Why This Year’s Super Strong El Niño Might Start Shooting Blanks

Why This Year’s Super Strong El Niño Might Start Shooting Blanks

El Niño hasn’t left the building — it’s just taking a few days to sober up between benders. But will it continue to deliver the precipitation punch in the gut the US West Coast was promised? One particular factor might determine California’s fate.

The National Oceanic and Atmospheric Administration (NOAA) has released its monthly El Niño update, which focuses on comparing various factors from past El Niños to determine if this one will be the most powerful yet. First we have to look at the way scientists “measure” El Niños:

The Oceanic Niño Index, the three-month-average sea surface temperature departure from the long-term normal in one region of the Pacific Ocean, is the primary number we use to measure the ocean part of El Niño, and that value for November — January is 2.3°C, tied with the same period in 1997-98.
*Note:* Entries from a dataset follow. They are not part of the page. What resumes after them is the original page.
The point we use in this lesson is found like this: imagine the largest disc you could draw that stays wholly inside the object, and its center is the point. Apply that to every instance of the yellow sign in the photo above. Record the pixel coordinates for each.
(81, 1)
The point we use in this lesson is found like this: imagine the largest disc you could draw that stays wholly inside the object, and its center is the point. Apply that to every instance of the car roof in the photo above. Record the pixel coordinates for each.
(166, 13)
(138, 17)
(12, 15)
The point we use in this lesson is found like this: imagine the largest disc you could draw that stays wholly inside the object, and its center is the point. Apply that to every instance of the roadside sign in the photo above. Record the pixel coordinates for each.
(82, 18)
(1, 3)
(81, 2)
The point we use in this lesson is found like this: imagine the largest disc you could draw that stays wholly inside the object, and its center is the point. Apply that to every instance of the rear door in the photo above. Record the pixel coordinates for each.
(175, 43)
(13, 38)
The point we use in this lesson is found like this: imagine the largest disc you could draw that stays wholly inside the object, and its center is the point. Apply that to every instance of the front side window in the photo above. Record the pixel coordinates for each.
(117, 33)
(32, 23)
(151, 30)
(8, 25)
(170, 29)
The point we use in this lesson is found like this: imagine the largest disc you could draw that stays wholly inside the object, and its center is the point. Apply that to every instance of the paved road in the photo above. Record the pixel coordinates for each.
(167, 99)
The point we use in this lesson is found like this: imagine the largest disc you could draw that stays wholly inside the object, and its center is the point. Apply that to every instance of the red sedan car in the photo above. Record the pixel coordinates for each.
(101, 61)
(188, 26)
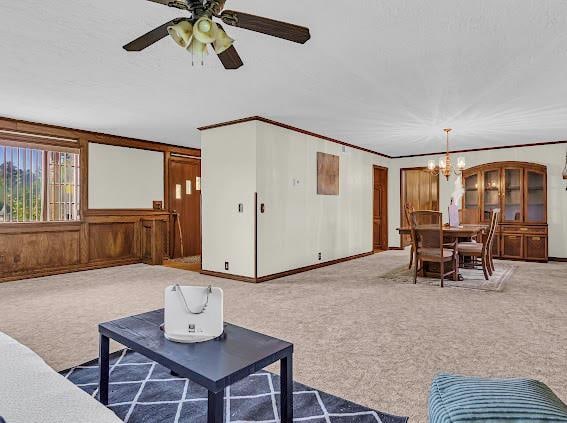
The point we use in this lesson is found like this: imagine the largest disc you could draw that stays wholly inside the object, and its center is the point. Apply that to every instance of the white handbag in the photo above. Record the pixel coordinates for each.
(193, 313)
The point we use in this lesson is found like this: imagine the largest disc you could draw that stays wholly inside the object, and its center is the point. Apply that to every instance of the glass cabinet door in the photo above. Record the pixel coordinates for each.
(535, 196)
(471, 192)
(512, 195)
(491, 193)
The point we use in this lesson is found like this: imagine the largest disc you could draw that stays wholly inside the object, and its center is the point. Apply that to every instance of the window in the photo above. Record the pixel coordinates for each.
(38, 185)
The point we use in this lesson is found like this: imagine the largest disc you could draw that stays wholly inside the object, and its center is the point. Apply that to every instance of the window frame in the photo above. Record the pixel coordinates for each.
(48, 143)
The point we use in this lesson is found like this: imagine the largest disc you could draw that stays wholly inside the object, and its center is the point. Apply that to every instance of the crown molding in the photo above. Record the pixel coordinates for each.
(291, 128)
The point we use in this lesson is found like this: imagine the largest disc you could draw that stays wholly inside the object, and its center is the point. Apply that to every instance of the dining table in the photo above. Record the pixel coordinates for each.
(453, 233)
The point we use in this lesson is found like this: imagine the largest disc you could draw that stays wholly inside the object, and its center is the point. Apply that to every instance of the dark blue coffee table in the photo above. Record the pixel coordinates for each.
(214, 364)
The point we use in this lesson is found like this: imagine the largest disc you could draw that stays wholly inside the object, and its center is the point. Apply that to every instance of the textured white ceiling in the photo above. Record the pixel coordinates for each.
(383, 74)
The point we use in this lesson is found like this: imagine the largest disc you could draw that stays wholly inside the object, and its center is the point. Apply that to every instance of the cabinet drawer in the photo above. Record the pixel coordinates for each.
(523, 229)
(512, 246)
(535, 247)
(496, 245)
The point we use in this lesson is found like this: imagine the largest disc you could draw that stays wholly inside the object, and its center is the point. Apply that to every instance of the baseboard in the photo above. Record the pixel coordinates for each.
(39, 273)
(285, 273)
(229, 276)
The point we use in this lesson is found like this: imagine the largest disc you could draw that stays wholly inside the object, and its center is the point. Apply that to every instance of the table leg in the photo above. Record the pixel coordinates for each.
(286, 389)
(103, 364)
(215, 409)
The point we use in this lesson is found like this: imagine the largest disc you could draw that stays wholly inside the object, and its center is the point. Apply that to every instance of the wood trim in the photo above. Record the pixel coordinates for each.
(313, 134)
(285, 273)
(34, 227)
(228, 276)
(53, 132)
(402, 215)
(385, 228)
(291, 128)
(125, 212)
(507, 164)
(471, 150)
(256, 235)
(68, 269)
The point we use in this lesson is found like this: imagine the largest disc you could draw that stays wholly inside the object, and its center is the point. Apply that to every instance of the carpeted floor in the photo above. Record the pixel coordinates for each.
(369, 339)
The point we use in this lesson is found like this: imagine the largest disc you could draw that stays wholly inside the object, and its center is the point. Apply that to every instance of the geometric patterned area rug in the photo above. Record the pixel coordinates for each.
(472, 278)
(143, 391)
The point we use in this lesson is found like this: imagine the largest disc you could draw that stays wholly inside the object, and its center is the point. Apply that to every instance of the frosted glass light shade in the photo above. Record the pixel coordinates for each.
(197, 48)
(182, 33)
(222, 41)
(205, 30)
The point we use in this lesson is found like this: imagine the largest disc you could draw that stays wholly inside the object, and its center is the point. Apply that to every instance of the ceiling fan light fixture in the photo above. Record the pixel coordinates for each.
(197, 48)
(222, 41)
(205, 30)
(182, 33)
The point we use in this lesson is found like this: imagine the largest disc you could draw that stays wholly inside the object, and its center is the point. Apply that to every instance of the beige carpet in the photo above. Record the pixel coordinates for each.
(372, 340)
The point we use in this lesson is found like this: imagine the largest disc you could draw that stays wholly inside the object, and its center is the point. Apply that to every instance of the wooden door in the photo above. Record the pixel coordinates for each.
(420, 189)
(535, 193)
(185, 199)
(380, 215)
(491, 192)
(512, 194)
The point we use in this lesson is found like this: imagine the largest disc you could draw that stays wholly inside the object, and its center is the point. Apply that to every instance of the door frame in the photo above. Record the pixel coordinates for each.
(385, 228)
(171, 158)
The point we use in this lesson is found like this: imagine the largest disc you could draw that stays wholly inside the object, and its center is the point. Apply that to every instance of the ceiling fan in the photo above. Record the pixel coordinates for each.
(196, 32)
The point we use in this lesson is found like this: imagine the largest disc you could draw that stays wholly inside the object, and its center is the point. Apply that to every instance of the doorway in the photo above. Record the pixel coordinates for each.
(184, 191)
(380, 209)
(420, 189)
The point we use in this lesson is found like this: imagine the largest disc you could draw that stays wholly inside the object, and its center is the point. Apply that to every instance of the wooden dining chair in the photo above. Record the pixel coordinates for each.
(427, 235)
(482, 250)
(408, 210)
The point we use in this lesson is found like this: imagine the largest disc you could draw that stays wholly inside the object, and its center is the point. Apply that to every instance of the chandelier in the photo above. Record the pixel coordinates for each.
(445, 167)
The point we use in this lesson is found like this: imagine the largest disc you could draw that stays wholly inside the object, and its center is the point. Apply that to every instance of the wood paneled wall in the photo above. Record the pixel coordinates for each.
(101, 238)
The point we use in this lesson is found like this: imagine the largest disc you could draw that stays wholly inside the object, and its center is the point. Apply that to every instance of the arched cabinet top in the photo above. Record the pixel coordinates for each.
(527, 165)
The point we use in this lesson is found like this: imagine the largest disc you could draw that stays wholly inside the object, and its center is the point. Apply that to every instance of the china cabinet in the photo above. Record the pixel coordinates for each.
(519, 189)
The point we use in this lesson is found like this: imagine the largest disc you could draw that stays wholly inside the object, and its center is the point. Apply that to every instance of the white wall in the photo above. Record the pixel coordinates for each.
(228, 177)
(242, 159)
(124, 178)
(552, 156)
(298, 223)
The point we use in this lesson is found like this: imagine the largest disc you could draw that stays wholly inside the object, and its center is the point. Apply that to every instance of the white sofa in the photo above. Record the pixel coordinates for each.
(32, 392)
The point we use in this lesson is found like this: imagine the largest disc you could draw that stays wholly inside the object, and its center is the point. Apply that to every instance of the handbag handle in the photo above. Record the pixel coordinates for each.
(209, 291)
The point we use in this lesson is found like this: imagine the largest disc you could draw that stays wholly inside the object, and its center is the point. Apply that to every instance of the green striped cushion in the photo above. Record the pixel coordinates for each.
(456, 399)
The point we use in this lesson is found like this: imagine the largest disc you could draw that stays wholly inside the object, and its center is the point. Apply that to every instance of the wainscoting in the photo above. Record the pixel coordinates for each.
(104, 238)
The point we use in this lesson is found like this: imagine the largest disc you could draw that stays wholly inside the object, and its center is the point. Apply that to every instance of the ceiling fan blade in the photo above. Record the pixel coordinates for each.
(287, 31)
(230, 58)
(150, 38)
(178, 4)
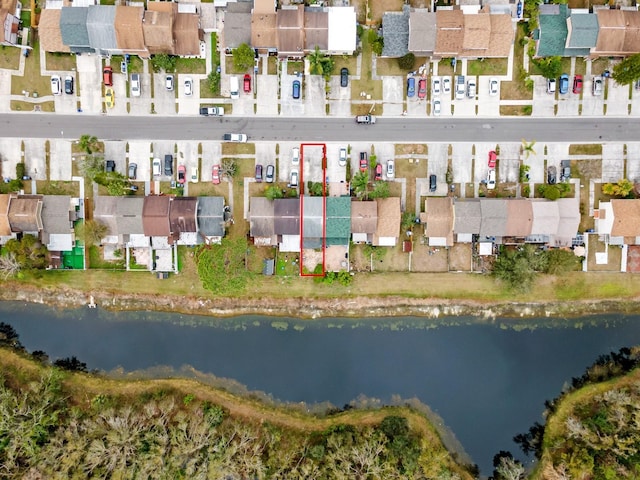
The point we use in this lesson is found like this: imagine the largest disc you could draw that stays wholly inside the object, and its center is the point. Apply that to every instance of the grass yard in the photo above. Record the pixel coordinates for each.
(60, 61)
(488, 66)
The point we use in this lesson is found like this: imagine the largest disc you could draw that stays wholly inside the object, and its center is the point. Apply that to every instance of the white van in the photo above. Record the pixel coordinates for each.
(234, 88)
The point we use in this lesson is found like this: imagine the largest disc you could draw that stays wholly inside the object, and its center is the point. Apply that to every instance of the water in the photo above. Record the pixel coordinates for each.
(487, 383)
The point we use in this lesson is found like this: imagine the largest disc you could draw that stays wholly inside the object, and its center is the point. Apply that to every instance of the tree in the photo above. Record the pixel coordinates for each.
(627, 71)
(622, 188)
(550, 67)
(243, 57)
(407, 61)
(88, 143)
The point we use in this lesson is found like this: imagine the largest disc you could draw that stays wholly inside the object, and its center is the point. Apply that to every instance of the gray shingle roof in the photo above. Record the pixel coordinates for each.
(395, 30)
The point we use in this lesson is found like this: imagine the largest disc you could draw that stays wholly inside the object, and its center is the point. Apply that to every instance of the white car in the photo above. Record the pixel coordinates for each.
(435, 86)
(135, 84)
(493, 87)
(56, 85)
(446, 85)
(391, 169)
(343, 157)
(436, 108)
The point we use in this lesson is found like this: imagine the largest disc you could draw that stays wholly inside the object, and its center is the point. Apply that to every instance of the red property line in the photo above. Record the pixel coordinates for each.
(324, 207)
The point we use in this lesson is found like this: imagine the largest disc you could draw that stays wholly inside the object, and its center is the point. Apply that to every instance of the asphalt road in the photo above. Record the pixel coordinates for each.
(398, 130)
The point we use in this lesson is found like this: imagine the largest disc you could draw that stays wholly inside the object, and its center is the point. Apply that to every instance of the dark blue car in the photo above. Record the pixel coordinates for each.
(411, 87)
(564, 84)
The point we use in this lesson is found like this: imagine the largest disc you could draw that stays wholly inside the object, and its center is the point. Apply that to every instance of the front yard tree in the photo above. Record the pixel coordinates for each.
(628, 70)
(243, 57)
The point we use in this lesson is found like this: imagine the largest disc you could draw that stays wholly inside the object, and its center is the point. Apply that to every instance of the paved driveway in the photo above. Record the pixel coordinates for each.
(462, 162)
(59, 160)
(116, 150)
(10, 152)
(140, 154)
(617, 98)
(35, 158)
(89, 82)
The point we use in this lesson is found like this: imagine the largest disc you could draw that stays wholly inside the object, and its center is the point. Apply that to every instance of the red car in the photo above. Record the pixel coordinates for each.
(422, 88)
(215, 174)
(492, 159)
(378, 175)
(364, 162)
(577, 84)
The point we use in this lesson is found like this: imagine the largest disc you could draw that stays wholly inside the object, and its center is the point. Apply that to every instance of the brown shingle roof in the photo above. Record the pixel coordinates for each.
(128, 26)
(619, 32)
(364, 217)
(49, 31)
(155, 216)
(186, 29)
(290, 31)
(626, 221)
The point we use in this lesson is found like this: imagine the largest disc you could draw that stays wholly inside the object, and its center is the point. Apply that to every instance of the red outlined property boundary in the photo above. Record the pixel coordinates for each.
(324, 207)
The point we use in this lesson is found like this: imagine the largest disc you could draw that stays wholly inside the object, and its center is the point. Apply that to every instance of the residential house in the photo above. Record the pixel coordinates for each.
(364, 220)
(211, 221)
(388, 227)
(437, 220)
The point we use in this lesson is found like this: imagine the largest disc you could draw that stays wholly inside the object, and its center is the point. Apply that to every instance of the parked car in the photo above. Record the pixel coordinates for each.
(235, 137)
(577, 84)
(344, 77)
(565, 170)
(493, 156)
(271, 173)
(68, 85)
(343, 157)
(56, 85)
(109, 98)
(411, 87)
(491, 179)
(563, 88)
(446, 85)
(597, 86)
(436, 108)
(135, 84)
(422, 88)
(435, 85)
(156, 167)
(215, 174)
(494, 86)
(168, 164)
(378, 172)
(107, 76)
(364, 162)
So if we look at that single indicator by itself, this year is pretty much on track with 1997-1998. The values from the last month especially are practically identical.

Why This Year’s Super Strong El Niño Might Start Shooting Blanks
Monthly Niño3.4 Index, from ERSSTv4 data. Shaded area indicates the uncertainty. Image by Michelle L’Heureux and climate.gov, from NCEI data.

But as NOAA rightly points out, this isn’t the only factor that will guarantee the same perpetually stormy weather of El Niño 1997-1998. We also have to look at the atmospheric response — basically how those warm tropical waters affect the levels of clouds and moisture above them. One indicator says the 1997-1998 atmospheric circulation was much stronger than what we’re seeing now.

As far as drought relief, what NOAA is keeping an eye on now is evidence of that atmospheric moisture heading in from the Pacific — which, when it’s really cranking, turns into the “atmospheric river” you can see in the video below.

NOAA Climate.gov animation by Dan Pisut, NOAA Environmental Visualisation Lab, based on data provided by the University of Wisconsin/SSEC MIMIC.

This visualisation shows the month of January, when plenty of storms were streaming towards California in from the Pacific. February saw a shifting weather pattern that helped to push all that atmospheric moisture far, far north, perhaps because El Niño is so powerful. So, of course, even if this extra-huge El Niño does generate the precipitation promised, it still might toss us an atmospheric curveball when it comes to where exactly it will fall.